Dele Alli (£5m, MK Dons to Tottenham, 2015)

Dele Alli

Denying the existence of an English tax on footballers would be futile: it’s real, and the army of generic homegrown players who have moved for extraordinary fees proves it.

The balancing factor, in this case at least, is residual snobbery towards the Football League. Alli was clearly a very talented player and will likely become one of the most successful of his generation, but appearing in League One somehow counted against him.

For context, in the same transfer window, Tottenham recouped the fee for Alli by selling full-back Kyle Naughton to Swansea. 

Ryan Bertrand (£10m, Chelsea to Southampton, 2015)

Ryan Bertrand

Wastage at one club leads to opportunity for another, a theory which might be further proved if Chelsea graduates Nathaniel Chalobah and Dominic Solanke are successful at their new clubs (Watford and Liverpool respectively). 

Bertrand, who had initially joined Southampton on loan, was an early example of what happens when a developing player is starved of first-team minutes. He fails to develop at a proper pace, decides to leave, and is then invariably sold for far less than his potential value.

Two years have passed since then and a new television deal has swollen the market further, but - given that Bertrand is now being hunted by Manchester City and Liverpool - it remains a pertinent example of big-club oversight.

Fernando Llorente (£5m, Sevilla to Swansea, 2016)

Fernando Llorente

Undisclosed transfer fees are joyless and, at a time when transparency is particularly important, they really shouldn't be allowed. However, Llorente’s fee is assumed to have been minimal, and it could easily be argued that he was one of the 2016/17 Premier League’s most valuable players.

His wages probably aren’t incidental, but without his 15 goals from 33 league games last year, Swansea would have been relegated. Clearly, that left them at a net profit for a player who outperformed many of the forwards who cost considerably more.

Demarai Gray (£3.7m, Birmingham to Leicester, 2016)

Demarai Gray

An odd transfer and a stranger state of affairs. Gray was a known commodity before moving to Leicester, having been a fixture in the England age-group teams as a teeenager. Given his obvious promise, £3.7m was an absurd fee and asked serious questions of whoever allowed such a paltry release clause into his Birmingham contract.

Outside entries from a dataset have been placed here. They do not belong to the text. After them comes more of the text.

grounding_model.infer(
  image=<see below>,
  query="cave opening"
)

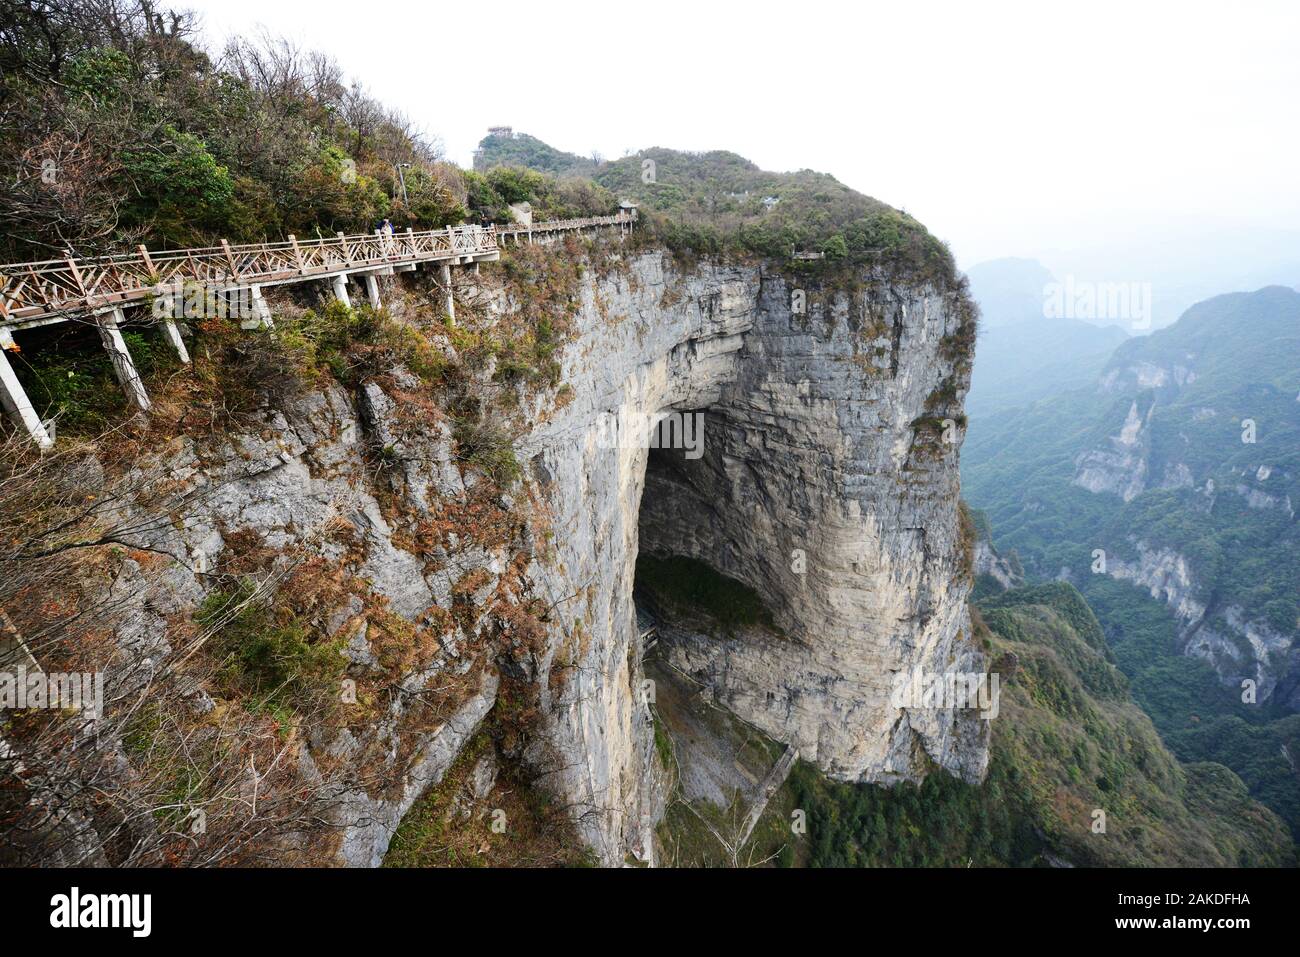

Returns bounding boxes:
[632,414,802,866]
[633,410,782,647]
[633,413,719,636]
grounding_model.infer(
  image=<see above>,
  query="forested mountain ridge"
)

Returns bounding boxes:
[475,132,961,286]
[966,286,1299,698]
[473,130,597,176]
[963,285,1300,840]
[0,9,624,263]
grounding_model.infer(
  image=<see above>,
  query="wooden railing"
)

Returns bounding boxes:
[0,208,638,447]
[496,211,636,238]
[0,224,497,327]
[0,210,636,328]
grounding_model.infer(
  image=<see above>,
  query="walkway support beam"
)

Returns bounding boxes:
[245,285,273,329]
[157,308,189,364]
[151,282,190,363]
[364,273,382,310]
[331,274,351,309]
[96,307,151,413]
[160,318,190,364]
[440,264,455,326]
[0,329,53,449]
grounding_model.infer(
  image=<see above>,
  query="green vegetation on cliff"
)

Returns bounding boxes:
[655,579,1292,866]
[1074,577,1300,841]
[0,4,472,259]
[384,732,592,868]
[636,553,781,637]
[475,134,960,286]
[965,287,1300,635]
[0,0,961,300]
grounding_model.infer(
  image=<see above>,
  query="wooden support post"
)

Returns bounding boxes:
[96,307,151,413]
[364,273,382,310]
[331,273,351,309]
[151,278,194,363]
[440,263,455,326]
[221,239,240,281]
[137,244,157,279]
[0,329,53,449]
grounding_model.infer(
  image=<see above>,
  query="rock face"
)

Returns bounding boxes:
[508,255,761,863]
[6,243,983,866]
[1104,541,1294,703]
[974,539,1019,591]
[1104,543,1208,630]
[631,263,987,784]
[447,248,983,855]
[86,383,509,867]
[1072,400,1150,501]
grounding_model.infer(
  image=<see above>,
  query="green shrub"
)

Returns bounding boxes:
[195,580,344,715]
[451,413,520,486]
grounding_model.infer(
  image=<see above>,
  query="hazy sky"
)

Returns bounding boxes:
[185,0,1300,268]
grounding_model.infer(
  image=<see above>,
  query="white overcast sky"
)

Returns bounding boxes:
[184,0,1300,269]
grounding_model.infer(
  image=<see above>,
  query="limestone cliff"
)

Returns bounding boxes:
[517,249,985,859]
[636,266,987,785]
[0,239,982,867]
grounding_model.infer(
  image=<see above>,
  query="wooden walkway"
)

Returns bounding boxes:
[0,210,637,447]
[0,211,636,329]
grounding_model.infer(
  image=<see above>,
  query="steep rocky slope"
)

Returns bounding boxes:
[777,583,1294,866]
[638,267,986,784]
[1,233,980,866]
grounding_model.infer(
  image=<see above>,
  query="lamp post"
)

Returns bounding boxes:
[395,162,411,206]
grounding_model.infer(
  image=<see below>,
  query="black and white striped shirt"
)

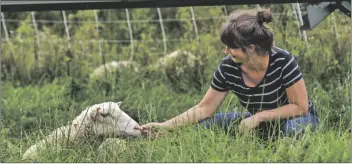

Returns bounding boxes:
[211,47,304,114]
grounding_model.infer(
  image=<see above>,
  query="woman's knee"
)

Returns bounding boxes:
[281,113,320,136]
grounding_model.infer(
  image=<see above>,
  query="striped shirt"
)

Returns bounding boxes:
[211,47,304,114]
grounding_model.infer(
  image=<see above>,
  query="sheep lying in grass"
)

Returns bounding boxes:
[153,50,205,92]
[88,60,140,95]
[156,50,199,76]
[22,101,141,160]
[89,60,139,79]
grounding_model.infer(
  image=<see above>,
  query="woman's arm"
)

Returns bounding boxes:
[138,87,228,133]
[253,79,309,122]
[162,87,228,128]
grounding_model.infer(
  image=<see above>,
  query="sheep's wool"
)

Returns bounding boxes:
[22,101,141,160]
[89,60,139,79]
[156,50,199,75]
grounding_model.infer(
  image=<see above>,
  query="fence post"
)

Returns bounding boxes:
[31,11,40,75]
[1,12,18,82]
[291,4,302,39]
[125,9,134,61]
[294,3,309,49]
[190,7,200,46]
[62,11,73,77]
[157,8,167,55]
[94,10,108,81]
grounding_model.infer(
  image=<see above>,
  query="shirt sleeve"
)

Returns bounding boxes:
[211,64,229,92]
[281,54,303,88]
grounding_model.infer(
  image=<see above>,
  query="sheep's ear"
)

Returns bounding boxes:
[90,107,101,119]
[116,101,122,106]
[97,107,110,117]
[72,120,78,128]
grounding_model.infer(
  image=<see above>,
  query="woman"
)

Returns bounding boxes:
[136,9,319,138]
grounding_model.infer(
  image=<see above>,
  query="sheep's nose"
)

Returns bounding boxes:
[123,121,142,137]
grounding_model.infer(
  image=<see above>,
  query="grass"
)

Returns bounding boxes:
[1,76,351,162]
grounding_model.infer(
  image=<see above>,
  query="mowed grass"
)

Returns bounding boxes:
[1,77,351,162]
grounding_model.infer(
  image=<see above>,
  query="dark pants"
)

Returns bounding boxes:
[199,102,319,139]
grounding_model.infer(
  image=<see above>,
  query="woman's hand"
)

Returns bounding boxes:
[134,122,170,138]
[238,115,262,135]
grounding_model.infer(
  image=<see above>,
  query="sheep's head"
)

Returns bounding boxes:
[87,101,141,137]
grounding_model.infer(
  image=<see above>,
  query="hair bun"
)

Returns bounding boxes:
[257,9,273,24]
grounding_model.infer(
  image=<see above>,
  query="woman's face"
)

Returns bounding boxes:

To date, Gray can’t quite be said to have been a success at the King Power, but only a contrarian would deny that a surge is imminent. He’s grown frustrated with his lack of opportunities and, tellingly, Borussia Dortmund and Tottenham are watching that stand-off with interest. Either Leicester will get a very good player or make an extremely handsome profit. They've already turned down £20m from Bournemouth this summer.